These portrayals aren’t completely inaccurate in either case, but they do not sufficiently define this bilateral relationship. It is undeniable that trust between the U.S. and China is low and that many parties within both countries see each other as opponents. Yet, much of the tension in the U.S.-China bilateral relationship is linked to territory, commerce, and relationships throughout the Asia-Pacific region. If we move beyond the Asia-Pacific, then greater opportunity for cooperation exists.
As such, the future of Afghanistan offers an opportunity for these two major powers to work together in furthering Afghan national – as well as South and Central Asian regional – security. With the majority of NATO forces to leave Afghanistan in 2014, China is realizing that its investments in Afghanistan will be at risk, its Central Asian trade threatened, and its relations with Pakistan strained. In short, China needs to take steps to protect its interests.
The U.S., its population exhausted from war and its politics focused on domestic problems, is consumed with withdrawing its security forces from Afghanistan.
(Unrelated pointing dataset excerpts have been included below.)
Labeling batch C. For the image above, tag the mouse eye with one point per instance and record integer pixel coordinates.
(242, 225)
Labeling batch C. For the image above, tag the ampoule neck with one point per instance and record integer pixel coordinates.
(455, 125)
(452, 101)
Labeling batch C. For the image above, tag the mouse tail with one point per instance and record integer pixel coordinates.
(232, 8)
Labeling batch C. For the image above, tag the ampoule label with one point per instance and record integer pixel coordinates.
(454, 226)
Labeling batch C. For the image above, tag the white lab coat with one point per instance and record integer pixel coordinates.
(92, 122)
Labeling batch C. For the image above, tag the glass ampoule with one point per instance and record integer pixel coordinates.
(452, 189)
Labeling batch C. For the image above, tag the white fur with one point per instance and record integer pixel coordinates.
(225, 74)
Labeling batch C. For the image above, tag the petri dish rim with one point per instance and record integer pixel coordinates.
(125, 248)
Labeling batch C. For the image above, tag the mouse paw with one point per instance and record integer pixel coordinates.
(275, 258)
However, Washington does not wish to watch Afghanistan fall into absolute chaos. Not only would it be negatively affected by the further loss of life, but it would also make the country’s years of investment meaningless and create a security vacuum that may once again require a major U.S. presence.
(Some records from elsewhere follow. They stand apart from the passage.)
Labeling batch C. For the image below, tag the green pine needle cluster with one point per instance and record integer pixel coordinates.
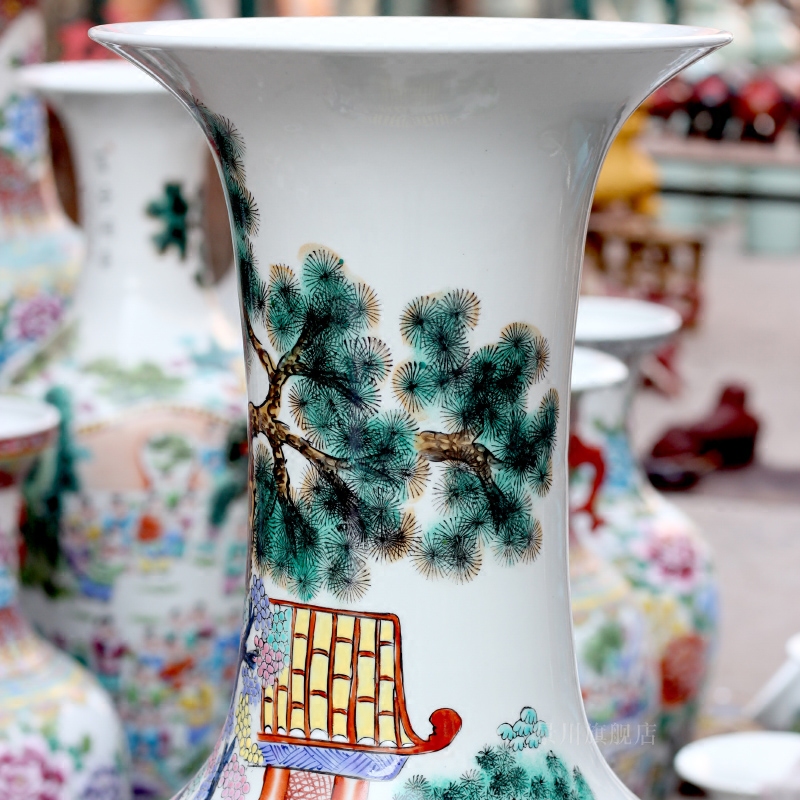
(364, 465)
(503, 774)
(485, 495)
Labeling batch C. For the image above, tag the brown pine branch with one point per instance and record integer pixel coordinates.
(458, 447)
(263, 356)
(311, 453)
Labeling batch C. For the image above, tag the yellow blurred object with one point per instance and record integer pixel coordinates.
(629, 176)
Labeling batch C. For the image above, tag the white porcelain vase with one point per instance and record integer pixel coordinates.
(60, 738)
(618, 672)
(40, 250)
(136, 529)
(655, 545)
(409, 199)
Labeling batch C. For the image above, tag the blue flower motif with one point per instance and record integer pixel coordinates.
(25, 126)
Thus, China wants to protect its Western border and the U.S. wishes to find a means to enhance Afghan security. This issue can be a basis for building cooperation between the two countries, while avoiding the tension stemming from the Asia-Pacific. Unfortunately, neither country is focused on the Afghan issue in respect to the other. That must change.
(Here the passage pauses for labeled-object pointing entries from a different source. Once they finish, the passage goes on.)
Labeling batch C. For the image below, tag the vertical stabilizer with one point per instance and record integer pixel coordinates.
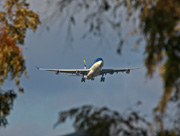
(85, 67)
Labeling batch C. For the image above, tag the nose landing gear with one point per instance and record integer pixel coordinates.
(83, 79)
(102, 79)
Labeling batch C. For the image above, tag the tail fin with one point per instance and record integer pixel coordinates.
(85, 67)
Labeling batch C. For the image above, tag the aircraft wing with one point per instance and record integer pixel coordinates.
(70, 71)
(112, 71)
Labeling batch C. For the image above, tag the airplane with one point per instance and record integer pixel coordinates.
(93, 71)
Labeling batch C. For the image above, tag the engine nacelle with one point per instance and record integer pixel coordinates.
(57, 72)
(111, 72)
(128, 71)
Bilateral Strategic Cooperation
Too many in the United States view China as an inevitable strategic opponent, ignoring counterevidence in favor of a quasi-Cold War worldview. Likewise, many analysts in China argue that the United States is a diminishing power intent on inhibiting China’s growth. Neither country should be so easily caricatured as such. Both countries’ foreign policy establishments constantly debate how to move forward bilateral relations. What both countries need to do is recognize mutual interests. Mutual interests, particularly outside the Asia-Pacific region, should be the source of U.S.-China international cooperation. In the security arena, Afghanistan’s stability is a major threat and a vital opportunity.